Re: ‘I also noticed some references to “Nezha disturbing the sea” . . . and recall Yang Zhenduo telling stories about him at seminars. Do you understand how he fits in with the Great Yu and the Monkey King's "Do-as-you-wish, golden-hoop cudgel"?’

I can’t say that I know much about Nezha or how he fits into the scheme of things. I suspect that the Ming novel Journey to the West is the conduit rather than the source for the more popular versions of these mythical and heroic figures, but it is possibly a source for some of the imagery in taiji tradition. (There are famous stage versions of Monkey. I recall that Yang Zhenduo is a big fan of Beijing opera.)

Sun Wukong’s particular specialty/skill in magic was transformation—the ability to transform himself or objects in order to gain a strategic advantage. I recommend Lisa Raphels’ book, Knowing Words: Wisdom and Cunning in the Classical Traditions of China and Greece. She includes some excellent analysis of Journey to the West, among other things. According to some versions of the story, Sun Wukong obtained his cudgel from the Dragon King at the bottom of the sea, where it was a huge pillar. Monkey was able to transform its shape to the “ruyi” cudgel, but also to a small needle that he could place in, or behind, his ear. Coincidentally, the taijiquan movement, “Needle at Sea Bottom” involves reaching down with the right hand, which then moves up near the right temple, or ear. This is probably just a trivial observation, but I kind of like trivia!

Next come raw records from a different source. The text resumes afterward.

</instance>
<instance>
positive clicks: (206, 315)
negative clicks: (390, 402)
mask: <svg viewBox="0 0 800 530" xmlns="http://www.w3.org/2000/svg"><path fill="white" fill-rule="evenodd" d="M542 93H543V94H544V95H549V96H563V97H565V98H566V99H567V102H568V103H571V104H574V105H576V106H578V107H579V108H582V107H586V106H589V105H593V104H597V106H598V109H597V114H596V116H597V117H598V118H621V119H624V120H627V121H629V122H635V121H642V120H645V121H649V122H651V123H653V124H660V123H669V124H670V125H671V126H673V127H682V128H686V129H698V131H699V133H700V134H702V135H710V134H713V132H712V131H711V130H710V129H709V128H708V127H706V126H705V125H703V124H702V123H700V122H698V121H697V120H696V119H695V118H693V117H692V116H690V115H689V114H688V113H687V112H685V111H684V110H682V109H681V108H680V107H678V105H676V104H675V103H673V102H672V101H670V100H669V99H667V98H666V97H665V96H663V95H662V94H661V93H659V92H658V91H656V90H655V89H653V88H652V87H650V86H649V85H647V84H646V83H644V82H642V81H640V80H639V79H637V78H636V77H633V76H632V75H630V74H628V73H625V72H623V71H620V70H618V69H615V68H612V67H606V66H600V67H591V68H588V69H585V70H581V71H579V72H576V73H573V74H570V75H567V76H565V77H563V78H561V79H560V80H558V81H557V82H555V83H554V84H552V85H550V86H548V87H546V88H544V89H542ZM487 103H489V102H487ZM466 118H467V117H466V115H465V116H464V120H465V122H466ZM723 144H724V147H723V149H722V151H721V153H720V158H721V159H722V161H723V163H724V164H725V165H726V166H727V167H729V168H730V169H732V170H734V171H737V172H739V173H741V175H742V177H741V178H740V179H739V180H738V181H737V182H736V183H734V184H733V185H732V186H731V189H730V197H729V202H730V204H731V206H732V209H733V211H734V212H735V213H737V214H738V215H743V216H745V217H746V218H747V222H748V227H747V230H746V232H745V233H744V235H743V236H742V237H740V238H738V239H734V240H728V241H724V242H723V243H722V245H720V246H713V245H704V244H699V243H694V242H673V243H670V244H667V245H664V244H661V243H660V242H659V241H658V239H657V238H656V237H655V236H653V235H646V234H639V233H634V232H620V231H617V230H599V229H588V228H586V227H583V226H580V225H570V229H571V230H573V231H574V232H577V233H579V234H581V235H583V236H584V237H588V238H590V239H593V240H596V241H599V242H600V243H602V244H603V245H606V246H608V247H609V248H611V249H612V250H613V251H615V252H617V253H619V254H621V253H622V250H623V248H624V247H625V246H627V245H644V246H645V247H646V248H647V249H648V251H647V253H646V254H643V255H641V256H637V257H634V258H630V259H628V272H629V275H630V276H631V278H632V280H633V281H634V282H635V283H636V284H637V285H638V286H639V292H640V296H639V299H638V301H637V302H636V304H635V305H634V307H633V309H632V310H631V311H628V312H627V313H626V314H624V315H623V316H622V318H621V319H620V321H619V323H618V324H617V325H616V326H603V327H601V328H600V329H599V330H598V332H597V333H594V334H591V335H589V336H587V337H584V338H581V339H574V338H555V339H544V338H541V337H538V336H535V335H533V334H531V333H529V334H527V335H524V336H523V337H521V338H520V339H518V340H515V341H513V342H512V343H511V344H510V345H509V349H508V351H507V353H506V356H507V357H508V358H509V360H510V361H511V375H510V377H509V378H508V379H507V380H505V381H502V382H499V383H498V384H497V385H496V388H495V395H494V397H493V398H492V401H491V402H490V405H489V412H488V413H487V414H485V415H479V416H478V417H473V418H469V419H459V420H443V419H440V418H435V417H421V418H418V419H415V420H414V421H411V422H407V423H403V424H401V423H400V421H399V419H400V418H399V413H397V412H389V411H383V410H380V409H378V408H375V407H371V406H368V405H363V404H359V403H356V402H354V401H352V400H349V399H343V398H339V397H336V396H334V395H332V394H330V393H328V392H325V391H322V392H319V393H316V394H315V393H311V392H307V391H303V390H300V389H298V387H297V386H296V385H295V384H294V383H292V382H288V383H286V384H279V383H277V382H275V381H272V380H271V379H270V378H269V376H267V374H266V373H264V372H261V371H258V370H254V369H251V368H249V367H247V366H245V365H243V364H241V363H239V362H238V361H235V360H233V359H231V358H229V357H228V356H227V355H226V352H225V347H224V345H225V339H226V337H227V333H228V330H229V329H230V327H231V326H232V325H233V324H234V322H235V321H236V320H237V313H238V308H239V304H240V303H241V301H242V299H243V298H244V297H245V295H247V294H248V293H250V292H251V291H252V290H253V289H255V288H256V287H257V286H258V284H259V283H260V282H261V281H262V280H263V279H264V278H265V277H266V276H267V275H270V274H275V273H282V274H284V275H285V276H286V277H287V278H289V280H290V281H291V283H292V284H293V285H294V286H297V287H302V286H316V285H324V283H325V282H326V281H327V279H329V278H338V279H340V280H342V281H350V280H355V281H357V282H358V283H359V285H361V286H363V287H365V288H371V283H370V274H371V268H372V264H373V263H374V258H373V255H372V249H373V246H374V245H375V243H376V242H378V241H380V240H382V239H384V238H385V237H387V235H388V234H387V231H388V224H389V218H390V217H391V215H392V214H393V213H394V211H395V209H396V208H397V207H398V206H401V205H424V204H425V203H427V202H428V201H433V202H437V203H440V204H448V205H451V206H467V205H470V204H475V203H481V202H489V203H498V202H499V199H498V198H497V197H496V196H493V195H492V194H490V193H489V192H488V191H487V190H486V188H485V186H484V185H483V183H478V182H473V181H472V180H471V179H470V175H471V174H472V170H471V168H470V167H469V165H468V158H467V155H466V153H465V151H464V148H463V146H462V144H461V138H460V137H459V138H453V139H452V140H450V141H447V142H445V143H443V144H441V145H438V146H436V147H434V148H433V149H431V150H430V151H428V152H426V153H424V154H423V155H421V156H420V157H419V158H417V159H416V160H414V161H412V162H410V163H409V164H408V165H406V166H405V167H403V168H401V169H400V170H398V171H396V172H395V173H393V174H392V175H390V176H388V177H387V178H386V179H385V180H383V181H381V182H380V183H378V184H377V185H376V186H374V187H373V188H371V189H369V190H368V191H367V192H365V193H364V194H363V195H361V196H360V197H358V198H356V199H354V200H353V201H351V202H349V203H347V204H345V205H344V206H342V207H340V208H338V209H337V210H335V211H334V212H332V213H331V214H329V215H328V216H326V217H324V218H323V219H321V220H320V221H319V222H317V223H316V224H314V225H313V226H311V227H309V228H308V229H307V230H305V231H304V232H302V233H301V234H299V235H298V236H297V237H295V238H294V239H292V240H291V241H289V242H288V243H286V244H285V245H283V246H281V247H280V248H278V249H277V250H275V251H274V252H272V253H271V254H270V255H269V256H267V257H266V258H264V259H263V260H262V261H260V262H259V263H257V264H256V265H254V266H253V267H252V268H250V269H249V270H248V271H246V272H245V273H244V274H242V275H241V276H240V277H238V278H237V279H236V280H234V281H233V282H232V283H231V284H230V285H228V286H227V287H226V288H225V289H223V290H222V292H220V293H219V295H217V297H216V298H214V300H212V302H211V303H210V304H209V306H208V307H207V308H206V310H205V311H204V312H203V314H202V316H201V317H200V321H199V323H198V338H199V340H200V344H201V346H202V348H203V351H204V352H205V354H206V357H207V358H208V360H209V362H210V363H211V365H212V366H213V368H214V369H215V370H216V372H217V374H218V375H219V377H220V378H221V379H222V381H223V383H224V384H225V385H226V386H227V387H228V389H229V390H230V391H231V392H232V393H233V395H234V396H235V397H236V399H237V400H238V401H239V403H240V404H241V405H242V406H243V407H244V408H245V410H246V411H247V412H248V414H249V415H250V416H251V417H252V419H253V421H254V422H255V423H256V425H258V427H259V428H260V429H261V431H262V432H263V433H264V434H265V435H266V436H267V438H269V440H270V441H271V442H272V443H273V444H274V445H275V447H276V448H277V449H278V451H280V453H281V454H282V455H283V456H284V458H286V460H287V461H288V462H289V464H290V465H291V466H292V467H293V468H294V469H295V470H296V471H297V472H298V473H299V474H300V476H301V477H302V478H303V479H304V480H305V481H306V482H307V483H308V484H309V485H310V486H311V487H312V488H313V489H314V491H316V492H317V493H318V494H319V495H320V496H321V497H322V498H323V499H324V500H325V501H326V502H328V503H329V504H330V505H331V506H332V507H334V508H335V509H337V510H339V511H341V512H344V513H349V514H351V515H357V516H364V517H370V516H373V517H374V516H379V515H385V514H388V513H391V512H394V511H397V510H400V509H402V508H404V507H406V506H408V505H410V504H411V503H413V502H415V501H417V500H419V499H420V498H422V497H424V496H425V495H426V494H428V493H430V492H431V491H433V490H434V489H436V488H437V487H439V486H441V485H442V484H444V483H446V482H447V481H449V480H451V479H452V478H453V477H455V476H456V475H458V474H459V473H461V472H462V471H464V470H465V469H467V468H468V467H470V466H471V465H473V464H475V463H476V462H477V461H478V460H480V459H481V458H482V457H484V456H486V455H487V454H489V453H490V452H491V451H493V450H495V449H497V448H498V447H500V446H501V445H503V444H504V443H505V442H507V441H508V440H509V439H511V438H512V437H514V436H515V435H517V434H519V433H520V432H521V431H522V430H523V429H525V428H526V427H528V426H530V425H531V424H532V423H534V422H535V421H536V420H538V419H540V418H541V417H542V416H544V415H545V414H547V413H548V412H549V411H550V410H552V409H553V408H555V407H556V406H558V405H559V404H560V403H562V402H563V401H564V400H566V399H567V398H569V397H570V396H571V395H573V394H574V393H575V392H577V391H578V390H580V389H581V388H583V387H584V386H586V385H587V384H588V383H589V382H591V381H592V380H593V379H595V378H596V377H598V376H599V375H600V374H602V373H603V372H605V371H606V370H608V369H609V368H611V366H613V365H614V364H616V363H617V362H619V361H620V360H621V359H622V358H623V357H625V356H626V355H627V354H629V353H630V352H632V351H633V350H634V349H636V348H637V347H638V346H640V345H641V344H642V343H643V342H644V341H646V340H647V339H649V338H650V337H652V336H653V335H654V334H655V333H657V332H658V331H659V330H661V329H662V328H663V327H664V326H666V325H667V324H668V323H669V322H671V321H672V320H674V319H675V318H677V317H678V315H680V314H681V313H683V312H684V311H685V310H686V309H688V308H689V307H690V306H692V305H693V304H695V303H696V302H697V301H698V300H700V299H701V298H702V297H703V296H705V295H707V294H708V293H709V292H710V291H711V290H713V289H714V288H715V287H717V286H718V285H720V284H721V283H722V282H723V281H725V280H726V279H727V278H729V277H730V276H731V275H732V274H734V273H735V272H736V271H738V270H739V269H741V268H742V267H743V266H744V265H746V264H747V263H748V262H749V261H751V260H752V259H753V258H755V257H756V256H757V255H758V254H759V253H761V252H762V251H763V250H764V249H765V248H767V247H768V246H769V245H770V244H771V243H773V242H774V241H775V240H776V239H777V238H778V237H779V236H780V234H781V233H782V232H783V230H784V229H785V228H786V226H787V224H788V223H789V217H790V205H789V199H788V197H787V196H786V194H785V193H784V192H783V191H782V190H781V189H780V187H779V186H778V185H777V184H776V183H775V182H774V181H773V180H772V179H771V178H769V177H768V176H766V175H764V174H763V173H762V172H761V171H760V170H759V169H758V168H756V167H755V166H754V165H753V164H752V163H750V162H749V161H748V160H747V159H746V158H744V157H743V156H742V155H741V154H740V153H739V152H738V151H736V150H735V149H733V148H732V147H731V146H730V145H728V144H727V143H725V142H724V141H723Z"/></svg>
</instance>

The Great Yu is probably a historical figure who has been mythologized to such a degree that it’s difficult to separate fact from myth. Anne Birrell’s book, Chinese Mythology has a good synopsis on Yu the Great. Also, Mark Edward Lewis has a recent book out on flood myths in early China, which likely deals with Yu. He is one of the most comprehensive and meticulous scholars today in the early China field, in my opinion. There are accounts of Yu the Great in the Book of Documents, the Guanzi, the Huainanzi, the Lushi chunqiu, Shan hai jing, Zhuangzi, and Mengzi. There are certainly common themes among these accounts having to do with his hydraulic engineering, flood control, etc. From some cursory reading, I haven’t yet seen any early accounts regarding his placement of the “sea settling needle” into the Eastern Sea, so that may just be a case of the Xi You Ji’s author appropriating Yu into his story line.